Justice Guinée Équatoriale – Le procès de Teodoro Obiang Nguema, actuel vice-président de Guinée-Équatoriale et fils du président débute ce mercredi. C’est pour une affaire de biens mal acquis qu’il se présente devant la justice française après avoir repoussé le procès de six mois. Accusé également aux États-Unis pour les mêmes raisons, il a réussi à y échapper en acceptant de céder presque 30 millions d’euros à des œuvres de charité guinéennes.

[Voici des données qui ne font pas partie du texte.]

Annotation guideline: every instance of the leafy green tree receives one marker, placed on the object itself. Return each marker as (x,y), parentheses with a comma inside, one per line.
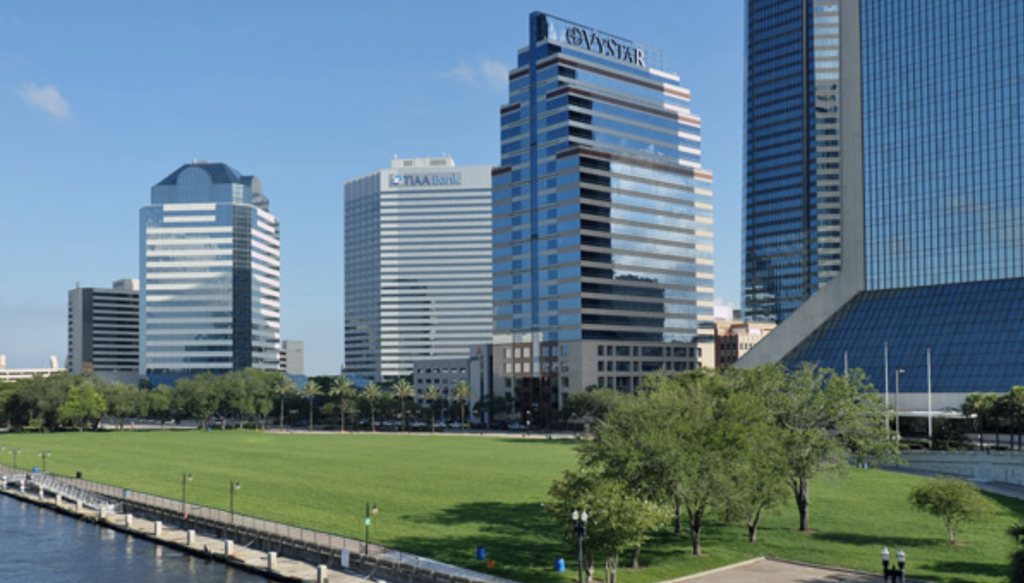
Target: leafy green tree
(954,501)
(344,389)
(462,392)
(84,406)
(283,387)
(402,390)
(825,418)
(159,404)
(197,397)
(122,402)
(619,521)
(431,396)
(372,392)
(311,390)
(677,443)
(1017,558)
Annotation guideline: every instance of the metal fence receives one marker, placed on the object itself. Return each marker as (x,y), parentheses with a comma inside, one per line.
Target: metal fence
(207,518)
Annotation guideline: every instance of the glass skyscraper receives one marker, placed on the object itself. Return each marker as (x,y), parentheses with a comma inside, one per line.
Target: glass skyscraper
(602,243)
(936,94)
(417,265)
(792,231)
(210,273)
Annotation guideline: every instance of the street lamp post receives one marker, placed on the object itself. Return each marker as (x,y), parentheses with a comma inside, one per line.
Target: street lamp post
(185,479)
(366,543)
(898,372)
(235,486)
(580,528)
(44,455)
(896,574)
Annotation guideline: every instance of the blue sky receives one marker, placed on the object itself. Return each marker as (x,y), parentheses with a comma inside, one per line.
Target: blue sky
(100,100)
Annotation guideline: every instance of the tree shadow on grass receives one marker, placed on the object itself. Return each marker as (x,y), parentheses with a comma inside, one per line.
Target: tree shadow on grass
(873,540)
(965,568)
(520,538)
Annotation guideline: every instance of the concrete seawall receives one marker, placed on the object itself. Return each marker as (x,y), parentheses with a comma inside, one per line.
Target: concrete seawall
(276,551)
(1001,466)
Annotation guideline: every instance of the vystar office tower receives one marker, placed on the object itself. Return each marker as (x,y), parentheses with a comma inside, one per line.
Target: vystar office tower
(602,242)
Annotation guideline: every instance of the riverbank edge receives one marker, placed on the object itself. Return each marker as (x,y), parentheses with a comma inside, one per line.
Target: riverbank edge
(204,552)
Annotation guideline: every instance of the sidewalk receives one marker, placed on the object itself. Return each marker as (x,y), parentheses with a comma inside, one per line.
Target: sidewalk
(772,571)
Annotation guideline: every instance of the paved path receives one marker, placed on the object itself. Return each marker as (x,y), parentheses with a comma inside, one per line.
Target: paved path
(769,571)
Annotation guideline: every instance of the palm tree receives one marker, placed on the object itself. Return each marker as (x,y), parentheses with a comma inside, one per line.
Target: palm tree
(312,390)
(462,393)
(403,389)
(283,387)
(343,388)
(372,392)
(432,396)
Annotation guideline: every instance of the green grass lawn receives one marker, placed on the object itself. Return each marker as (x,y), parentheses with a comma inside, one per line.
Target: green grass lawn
(442,496)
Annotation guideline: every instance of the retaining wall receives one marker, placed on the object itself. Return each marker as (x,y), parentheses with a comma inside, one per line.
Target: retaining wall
(985,466)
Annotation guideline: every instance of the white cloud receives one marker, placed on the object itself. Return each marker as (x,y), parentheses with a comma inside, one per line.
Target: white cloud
(485,72)
(46,98)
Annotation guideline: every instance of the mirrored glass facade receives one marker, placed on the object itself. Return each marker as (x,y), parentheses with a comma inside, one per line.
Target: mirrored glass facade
(602,213)
(210,275)
(943,153)
(417,265)
(792,232)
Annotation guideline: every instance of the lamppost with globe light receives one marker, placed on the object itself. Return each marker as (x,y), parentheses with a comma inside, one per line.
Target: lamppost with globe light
(185,479)
(44,455)
(233,486)
(896,575)
(366,543)
(580,528)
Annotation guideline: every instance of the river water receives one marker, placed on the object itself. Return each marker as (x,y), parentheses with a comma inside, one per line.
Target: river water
(37,544)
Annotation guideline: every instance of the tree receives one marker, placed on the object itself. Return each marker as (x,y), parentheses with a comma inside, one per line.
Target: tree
(372,392)
(619,521)
(761,475)
(196,397)
(312,390)
(283,386)
(677,443)
(952,500)
(462,392)
(83,406)
(343,388)
(1017,558)
(403,389)
(159,404)
(122,401)
(431,397)
(825,418)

La France ne lui donne pas cette alternative, il passe devant la justice expliquer ses dépenses.  

En 2014, il avait accepté la mise en examen depuis Malabo, mais avait demandé le report en janvier 2017 pour une meilleure préparation de sa défense. Une demande qui lui avait été accordée par le biais de son avocat.

Après six mois d’attente, enfin le procès

Après un report de son procès en janvier dernier, le procès du fils du président guinéen Teodoro Nguema Obiang a lieu aujourd’hui devant le tribunal correctionnel pour une affaire de biens mal acquis. Il y’a 6 mois, le tribunal lui avait accordé un délai afin de mieux préparer sa défense. Il avait d’abord refusé de comparaître devant la justice française pis avait enfin accepté sa mise en examen en 2014 par visioconférence. Il avait plusieurs fois refusé de répondre aux questions en mettant en avant son immunité diplomatique en tant que ministre de l’Agriculture.

Selon la justice française, « les faits de corruption imputés à Teodoro Obiang Nguema révèlent de sa vie privée en France, détachables de ses fonctions étatiques ». La justice française tient à poursuivre le fils du président qui a une fortune personnelle qui avoisine les 300 millions d’euros pour un salaire ministériel annuel de 80.000 euros. Soupçonné de pillage de fonds publics, il va comparaitre devant la justice cette semaine.

Un procès pour lutter contre les biens mal acquis en Afrique

C’est un procès exceptionnel, le premier qui concerne des biens mal acquis. Actuellement vice-président de Guinée-Équatoriale, il devrait être jugé aujourd’hui pour blanchiment d’abus de biens sociaux, abus de confiance, corruption et détournement de fonds. S’il perd ce procès, il pourrait encourir jusqu’à 10 ans de prison avec 50 millions d’euros d’amende. Il possède par exemple un hôtel particulier avenue Foch, des bijoux estimés à 10 millions d’euros, une collection de voitures et motos de luxe, une villa à Malibu la liste est non-exhaustive.

Il y a 10 ans Sherpa et Transparency, deux associations anticorruption ont décidé de combattre la grande corruption internationale. Ils ont constaté que plusieurs membres de l’oligarchie africaine dépensaient une fortune qui était censée revenir à leur pays en Occident. C’est pour empêcher ces pratiques qu’ils ont créé le nouveau concept juridique, celui des biens mal acquis. Ces associations anticorruption sont convaincues que ce premier procès est le début d’une longue liste qui va pousser à un changement de mentalités.